V. BOZMA VE BOZMADAN SONRAKİ YARGILAMA SÜRECİ
Bölge Adliye Mahkemesinin 08.03.2023 tarihli kararının süresi içinde davacı vekili tarafından temyiz edilmesi üzerine Dairece, davacı Şirket ile dava dışı tedarikçi firmalar arasında geçerli konsinye sözleşmesi bulunmakta olup davacı Şirket ile ajanslar arasında sözleşme imzalanmadığı gibi aralarında geçici iş ilişkisi de bulunmadığı, buna göre davaya konu iş müfettişi raporunun davacı Şirket ile dava dışı ajans firmaları arasındaki iş ilişkisinin 4857 sayılı Kanun'un 7. maddesine aykırı geçici iş ilişkisi olduğuna yönelik tespit ve değerlendirmelerin yerinde olmadığı anlaşılmakla raporun bu kısmının iptaline karar verilmesi gerekirken yanılgılı değerlendirme ile yazılı şekilde davanın reddine karar verilmesinin hatalı olduğu gerekçesiyle Bölge Adliye Mahkemesi kararının ortadan kaldırılmasına ve İlk Derece Mahkemesi kararının bozulmasına karar verilmiştir.
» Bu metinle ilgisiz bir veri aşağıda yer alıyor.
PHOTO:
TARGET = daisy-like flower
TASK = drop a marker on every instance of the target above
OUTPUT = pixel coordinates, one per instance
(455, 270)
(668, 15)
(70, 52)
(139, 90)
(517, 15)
İlk Derece Mahkemesinin yukarıda tarih ve sayısı belirtilen kararı ile; tüm dosya kapsamı ve hükmüne uyulan bozma kararı doğrultusunda davacı Şirket ile dava dışı tedarikçi firmalar arasında geçerli konsinye sözleşmesi bulunduğu, geçici iş ilişkisi olgusunun davalılarca ispat edilemediği gerekçesiyle davanın kısmen kabulüne karar verilmiştir.
VI. TEMYİZ
A. Temyiz Sebepleri
1. Davacı vekili temyiz dilekçesinde;
a. Dava konusu teftiş raporunun tamamının iptaline karar verilmesi gerekirken kısmen iptaline karar verilmesinin hatalı olduğunu,
b. İşçilik alacaklarına ilişkin yapılan itirazlar değerlendirilmeden eksik inceleme ile verilen kısmen ret kararının usul ve yasaya aykırı olduğunu ileri sürmüştür.
2. Davalılar vekili temyiz dilekçesinde;
a. Davacının asıl işi olan perakende satış işini yaparken dava dışı tedarikçi firmalar ile protokoller imzalamak suretiyle personel edindiğinin müfettiş raporundan ve tüm dosya kapsamından anlaşıldığını,
b. Davacı Şirketin asıl işi olan perakende satış işini bölerek dava dışı Şirketlere verdiği ve işçi temin ettiği, ayrıca dava dışı Şirketlerin bu işçileri temini hususunun da 4857 sayılı Kanunun 7. maddesinde öngörülen geçici iş ilişkisine aykırı olduğu dikkate alındığında davacı Şirketin dava dışı Şirketler ile kurduğu hukuki ilişkinin muvazaalı olduğunu,
c. Dava konusu teftiş raporu hukuka ve mevzuata uygun olduğundan verilen kararın hukuka aykırı olduğunu ileri sürmüştür.
B. Değerlendirme ve Gerekçe
Dosya içeriğine, bozmanın mahiyeti ve kapsamına göre taraflar arasındaki uyuşmazlık, davalı Bakanlık tarafından düzenlenen teftiş raporunun iptali istemi ile davalılara harç yükletilmesine ilişkindir.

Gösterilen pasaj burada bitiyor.